NetBSD Problem Report #42464
From www@NetBSD.org Thu Dec 17 06:02:03 2009
Return-Path: <www@NetBSD.org>
Received: from mail.netbsd.org (mail.netbsd.org [204.152.190.11])
by www.NetBSD.org (Postfix) with ESMTP id 5BE0A63C37E
for <gnats-bugs@gnats.NetBSD.org>; Thu, 17 Dec 2009 06:02:03 +0000 (UTC)
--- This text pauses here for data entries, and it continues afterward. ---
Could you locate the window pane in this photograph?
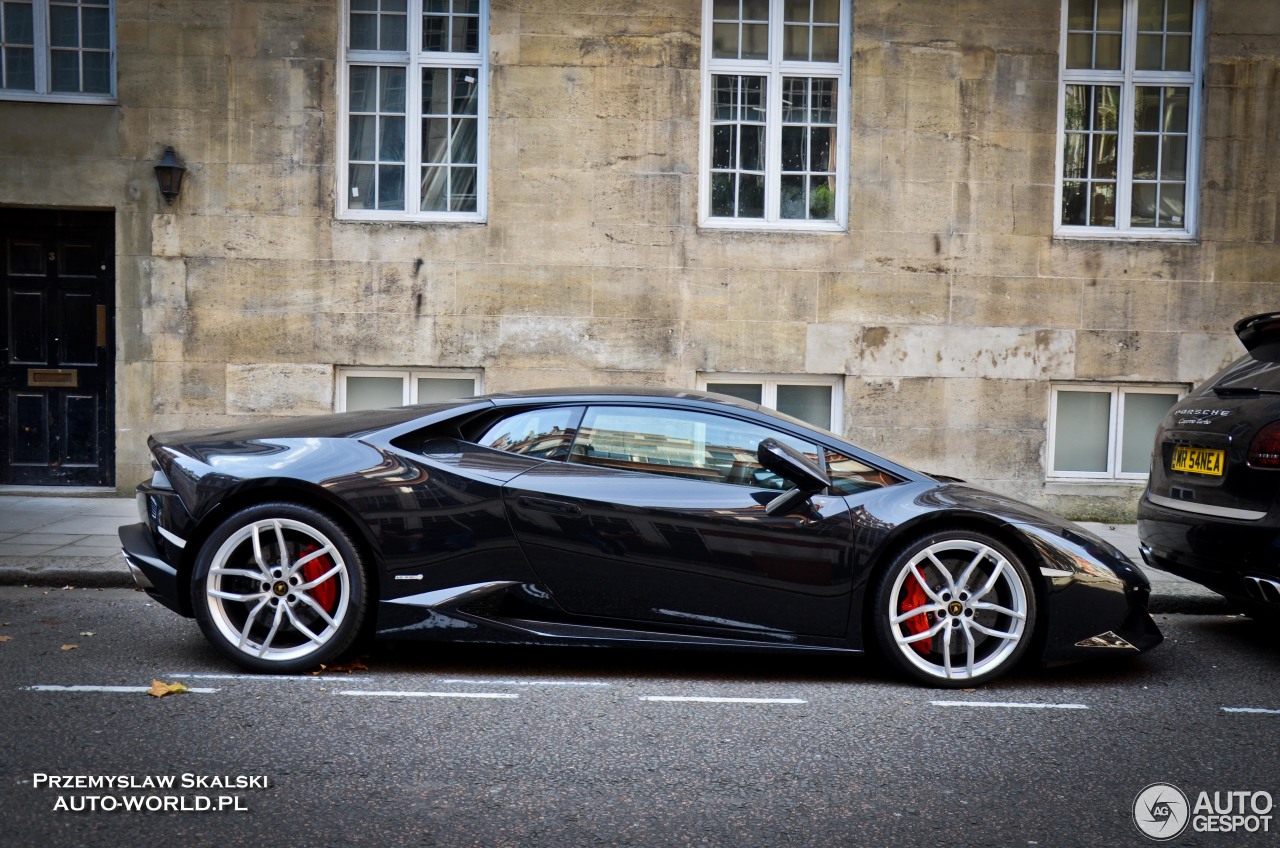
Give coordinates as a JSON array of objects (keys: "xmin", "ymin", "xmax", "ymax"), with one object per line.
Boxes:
[
  {"xmin": 813, "ymin": 0, "xmax": 840, "ymax": 23},
  {"xmin": 742, "ymin": 23, "xmax": 769, "ymax": 59},
  {"xmin": 4, "ymin": 3, "xmax": 35, "ymax": 45},
  {"xmin": 1160, "ymin": 136, "xmax": 1187, "ymax": 179},
  {"xmin": 453, "ymin": 119, "xmax": 476, "ymax": 165},
  {"xmin": 1093, "ymin": 35, "xmax": 1120, "ymax": 70},
  {"xmin": 81, "ymin": 8, "xmax": 111, "ymax": 50},
  {"xmin": 1162, "ymin": 88, "xmax": 1190, "ymax": 132},
  {"xmin": 782, "ymin": 26, "xmax": 809, "ymax": 61},
  {"xmin": 1097, "ymin": 0, "xmax": 1124, "ymax": 32},
  {"xmin": 1120, "ymin": 392, "xmax": 1178, "ymax": 474},
  {"xmin": 1138, "ymin": 0, "xmax": 1165, "ymax": 32},
  {"xmin": 1130, "ymin": 183, "xmax": 1160, "ymax": 227},
  {"xmin": 351, "ymin": 13, "xmax": 378, "ymax": 50},
  {"xmin": 1133, "ymin": 136, "xmax": 1160, "ymax": 179},
  {"xmin": 712, "ymin": 23, "xmax": 737, "ymax": 59},
  {"xmin": 1138, "ymin": 35, "xmax": 1165, "ymax": 70},
  {"xmin": 349, "ymin": 115, "xmax": 378, "ymax": 161},
  {"xmin": 378, "ymin": 117, "xmax": 404, "ymax": 161},
  {"xmin": 417, "ymin": 377, "xmax": 476, "ymax": 404},
  {"xmin": 84, "ymin": 51, "xmax": 111, "ymax": 95},
  {"xmin": 378, "ymin": 165, "xmax": 404, "ymax": 209},
  {"xmin": 1066, "ymin": 0, "xmax": 1093, "ymax": 29},
  {"xmin": 1066, "ymin": 32, "xmax": 1093, "ymax": 68},
  {"xmin": 813, "ymin": 27, "xmax": 840, "ymax": 61},
  {"xmin": 347, "ymin": 165, "xmax": 375, "ymax": 209},
  {"xmin": 378, "ymin": 14, "xmax": 408, "ymax": 50},
  {"xmin": 51, "ymin": 50, "xmax": 79, "ymax": 91},
  {"xmin": 449, "ymin": 167, "xmax": 476, "ymax": 211},
  {"xmin": 570, "ymin": 406, "xmax": 818, "ymax": 489},
  {"xmin": 1165, "ymin": 0, "xmax": 1192, "ymax": 32},
  {"xmin": 780, "ymin": 174, "xmax": 809, "ymax": 220},
  {"xmin": 1165, "ymin": 36, "xmax": 1192, "ymax": 70},
  {"xmin": 1053, "ymin": 391, "xmax": 1111, "ymax": 473},
  {"xmin": 777, "ymin": 384, "xmax": 831, "ymax": 429},
  {"xmin": 49, "ymin": 6, "xmax": 79, "ymax": 47},
  {"xmin": 1062, "ymin": 182, "xmax": 1089, "ymax": 227},
  {"xmin": 1089, "ymin": 183, "xmax": 1116, "ymax": 227},
  {"xmin": 737, "ymin": 174, "xmax": 764, "ymax": 218},
  {"xmin": 348, "ymin": 65, "xmax": 378, "ymax": 111},
  {"xmin": 707, "ymin": 383, "xmax": 764, "ymax": 404},
  {"xmin": 347, "ymin": 377, "xmax": 406, "ymax": 411},
  {"xmin": 422, "ymin": 165, "xmax": 449, "ymax": 211}
]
Message-Id: <20091217060203.28E5763B844@www.NetBSD.org>
Date: Thu, 17 Dec 2009 06:02:03 +0000 (UTC)
From: tmcintos@eskimo.com
Reply-To: tmcintos@eskimo.com
To: gnats-bugs@NetBSD.org
Subject: timed interoperability has been broken since 2001
X-Send-Pr-Version: www-1.0
>Number: 42464
>Category: bin
>Synopsis: timed interoperability has been broken since 2001
>Confidential: no
>Severity: serious
>Priority: medium
>Responsible: bin-bug-people
>State: closed
>Class: sw-bug
>Submitter-Id: net
>Arrival-Date: Thu Dec 17 06:05:00 +0000 2009
>Closed-Date: Mon Apr 09 18:49:02 +0000 2018
>Last-Modified: Mon Apr 09 18:49:02 +0000 2018
>Originator: Timothy McIntosh
>Release: 5.0
>Organization:
Green Dome Software
>Environment:
NetBSD hoth.astro.net 5.0 NetBSD 5.0 (GENERIC32_IP2x) #0: Mon Apr 27 06:08:08 UTC 2009 builds@b1.netbsd.org:/home/builds/ab/netbsd-5-0-RELEASE/sgimips/200904260229Z-obj/home/builds/ab/netbsd-5-0-RELEASE/src/sys/arch/sgimips/compile/GENERIC32_IP2x sgimips
>Description:
timed interoperability has been broken since the patch described in FreeBSD SA-01:28 was implemented in 2001:
http://security.freebsd.org/patches/SA-01:28/timed.patch
http://security.freebsd.org/advisories/FreeBSD-SA-01:28.timed.asc
This patch erroneously forces all TSP packets to be maximally sized. This is in violation of the time synchronization protocol definition, which defines the Machine Name field as a zero-terminated string from 1 to 256 ASCII characters in length (including the terminating NUL character).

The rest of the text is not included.